By David Birungi
In a few days, the last man standing at Umeme will flip the 240 volts switch and move on to the next lit room in UEDCL. Congratulations to that man or woman for that opportunity that will likely elude nearly 200 others. The Minister of Energy and Mineral Development, Hon. Ruth Nankabirwa has indicated that UEDCL has absorbed 2068 (91.6%) Umeme workers, and only 191 or 8.4% risk being redundant.
Globally, Utilities form part of the top 3 industries with the lowest staff turnover because of the specialized nature of their work. Their work revolves around engineering itself, the complexity of commercial models and the regulatory obligations that govern those models. It is a complex set up compounded by the politics of the country.
The last person standing at Umeme to flip that switch will also appreciate the politics of self-determination. Uganda determined the 1999 Energy sector reforms when he or she, now a worker of interest, was shedding their milk teeth. Those reforms have delivered wonderful public (even private goods) and the same Uganda has ended those reforms.
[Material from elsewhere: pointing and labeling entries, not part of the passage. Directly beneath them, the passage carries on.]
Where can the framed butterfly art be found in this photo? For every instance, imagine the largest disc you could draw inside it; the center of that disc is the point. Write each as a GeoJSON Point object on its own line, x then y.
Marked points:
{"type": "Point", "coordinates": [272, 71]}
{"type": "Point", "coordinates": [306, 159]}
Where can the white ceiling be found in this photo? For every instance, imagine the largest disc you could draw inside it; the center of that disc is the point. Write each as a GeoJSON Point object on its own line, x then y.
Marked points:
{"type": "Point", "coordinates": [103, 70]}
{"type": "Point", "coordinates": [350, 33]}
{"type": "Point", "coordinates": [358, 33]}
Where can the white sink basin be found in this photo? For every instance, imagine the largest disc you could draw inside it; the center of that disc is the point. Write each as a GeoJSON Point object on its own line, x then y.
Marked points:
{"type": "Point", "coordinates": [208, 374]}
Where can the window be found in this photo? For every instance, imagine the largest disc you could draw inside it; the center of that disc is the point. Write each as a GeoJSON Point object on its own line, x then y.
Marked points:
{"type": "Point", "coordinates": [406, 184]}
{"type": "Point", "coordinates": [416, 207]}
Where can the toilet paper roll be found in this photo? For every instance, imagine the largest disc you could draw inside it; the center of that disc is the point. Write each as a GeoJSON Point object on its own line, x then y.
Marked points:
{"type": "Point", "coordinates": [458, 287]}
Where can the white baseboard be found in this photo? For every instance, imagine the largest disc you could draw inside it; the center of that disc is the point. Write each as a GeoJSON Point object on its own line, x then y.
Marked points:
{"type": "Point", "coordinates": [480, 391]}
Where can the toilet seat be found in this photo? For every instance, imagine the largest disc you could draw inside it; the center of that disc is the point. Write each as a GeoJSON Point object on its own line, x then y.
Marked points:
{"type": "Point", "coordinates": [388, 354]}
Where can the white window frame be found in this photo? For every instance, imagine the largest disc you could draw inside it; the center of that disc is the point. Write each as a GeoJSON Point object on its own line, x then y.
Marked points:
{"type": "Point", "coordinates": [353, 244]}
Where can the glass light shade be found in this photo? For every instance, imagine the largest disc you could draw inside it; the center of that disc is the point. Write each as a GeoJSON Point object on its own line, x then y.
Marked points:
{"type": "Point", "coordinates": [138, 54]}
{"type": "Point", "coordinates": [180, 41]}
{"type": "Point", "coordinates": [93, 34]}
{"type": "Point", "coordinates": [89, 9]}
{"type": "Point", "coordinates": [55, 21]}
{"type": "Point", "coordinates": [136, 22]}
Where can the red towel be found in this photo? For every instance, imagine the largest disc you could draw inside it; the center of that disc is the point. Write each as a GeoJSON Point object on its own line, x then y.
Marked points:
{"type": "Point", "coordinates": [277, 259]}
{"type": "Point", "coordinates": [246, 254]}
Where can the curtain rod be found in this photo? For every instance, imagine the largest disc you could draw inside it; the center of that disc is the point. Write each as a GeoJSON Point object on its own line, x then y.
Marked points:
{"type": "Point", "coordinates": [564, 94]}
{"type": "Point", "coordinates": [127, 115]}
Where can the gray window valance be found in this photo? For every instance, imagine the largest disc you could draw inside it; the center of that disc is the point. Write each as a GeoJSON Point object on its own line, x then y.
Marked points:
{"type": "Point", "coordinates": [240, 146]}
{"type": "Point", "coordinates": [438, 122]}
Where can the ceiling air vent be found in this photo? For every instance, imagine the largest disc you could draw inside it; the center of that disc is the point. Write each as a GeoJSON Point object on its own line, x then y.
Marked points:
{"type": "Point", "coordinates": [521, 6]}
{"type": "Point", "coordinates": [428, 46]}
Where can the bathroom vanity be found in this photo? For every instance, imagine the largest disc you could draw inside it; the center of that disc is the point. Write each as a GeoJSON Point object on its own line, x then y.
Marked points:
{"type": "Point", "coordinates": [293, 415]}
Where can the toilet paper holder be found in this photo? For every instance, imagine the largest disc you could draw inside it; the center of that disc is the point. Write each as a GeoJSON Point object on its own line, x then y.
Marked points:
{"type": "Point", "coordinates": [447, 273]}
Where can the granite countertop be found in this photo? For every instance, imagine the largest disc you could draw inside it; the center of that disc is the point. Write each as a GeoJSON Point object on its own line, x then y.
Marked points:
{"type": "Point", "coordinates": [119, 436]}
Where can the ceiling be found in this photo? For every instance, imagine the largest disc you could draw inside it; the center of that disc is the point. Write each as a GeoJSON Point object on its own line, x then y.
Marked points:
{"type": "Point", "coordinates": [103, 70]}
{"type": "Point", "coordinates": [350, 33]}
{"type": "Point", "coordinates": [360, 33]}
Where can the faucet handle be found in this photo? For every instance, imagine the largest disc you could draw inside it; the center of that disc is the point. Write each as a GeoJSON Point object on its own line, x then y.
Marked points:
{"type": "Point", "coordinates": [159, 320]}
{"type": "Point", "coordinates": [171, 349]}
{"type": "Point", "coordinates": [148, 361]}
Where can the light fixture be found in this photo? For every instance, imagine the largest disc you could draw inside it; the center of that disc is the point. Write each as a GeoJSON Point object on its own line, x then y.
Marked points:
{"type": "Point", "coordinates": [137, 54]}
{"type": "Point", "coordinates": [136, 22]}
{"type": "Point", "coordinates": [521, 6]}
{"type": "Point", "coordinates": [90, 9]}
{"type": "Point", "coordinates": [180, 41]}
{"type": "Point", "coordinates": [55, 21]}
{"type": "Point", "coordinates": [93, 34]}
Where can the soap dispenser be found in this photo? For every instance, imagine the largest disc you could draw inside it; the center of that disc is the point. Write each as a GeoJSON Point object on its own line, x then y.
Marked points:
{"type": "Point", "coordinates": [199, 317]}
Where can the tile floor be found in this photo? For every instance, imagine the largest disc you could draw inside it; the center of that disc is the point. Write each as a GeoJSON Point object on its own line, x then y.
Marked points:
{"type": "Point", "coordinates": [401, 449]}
Uganda has determined.
Whichever category you fall, I would like to take a moment and reflect on the contribution you made to Uganda for which you will probably not get a bonus cheque but should be journalized in your memoirs.
Public Safety. Our national road safety is appalling but our national grid safety should be celebrated because you cared. There was no toll-free emergency line 23 years ago. Uganda Posts and Telecommunications had been annihilated with no working village phone at the few parishes that had electricity. There was simply no way of reporting emergencies. Mothers lost their children to electrocutions. You educated flooded communities, schools and churches about public safety. If you build on that, we may entrust you with the Uranium reactor planned in Buyende District.
You improved our discipline of debt management. The fellows you used to disconnect for non-payment are in FinTech saying “Don’t pay on the yellow line, put on the red one. I haven’t paid”. In other jurisdictions, if you do not have the discipline to pay your utility bills, you do not get on public buses or trains. You also can’t borrow from a bank. The Yaka System reformed power relations at home too.
You kept the lights ON. The industry closest to your work remains an Airline because hundreds of planes land safely every minute and it shouldn’t make the news. As you wind up, UETCL, UEGCL, in separate glamourous public events, announced that they had made profits.
They could only have done so because you ignored the politics around your work and kept the lights on powering opportunities for Uganda. You deserve a pat on your back even if it were to come from the back of only your hands. We will forever be indebted to you. During the Covid-19 lockdown, many Kampala housewives learned how to bake cake because you risked your lungs to keep the ovens working.
You innovated. There are two subtle cursory ways to estimate the rule of law in any country, the level of power theft and the respect of traffic rules. There is no prize for guessing how we perform on the latter. You smoked some weed and outed some of the best interventions against power theft that got Meter manufacturers flocking Kampala to embed these in their manufacturing designs. The first prepaid system for medium voltage in Africa was designed by you and exported to the world. It remains installed on government premises like police and prisons. Will they keep it?
Lastly, you grew professionally. The Umeme concession began when Telecom Engineering was at its peak. This starved Electrical engineering of a good flow of talent. You refined yourselves, you learned, you unlearned and soldiered on. You worked within millimeters of deadly 33,000 volts. I know you hid this fact from your closest loved ones.
The younger ones who joined along the way started with wobbly hands that couldn’t tighten a bimetal lug or clean up a Microsoft Excel pivot table. Look at yourselves now. You are Subject Matter Experts in your chosen fields.
I hope on the morning of 2nd April, not 1st April ( it’s fools day), you will gather your loved ones over a meal and proudly tell them you built this republic with integrity. When you do, tell them Umeme was NSSF’s Cash cow, and that Social Security is not what NSSF pays us when we retire but the quality of society we retire to.
The author is a Public Relations Manager at Airtel Uganda.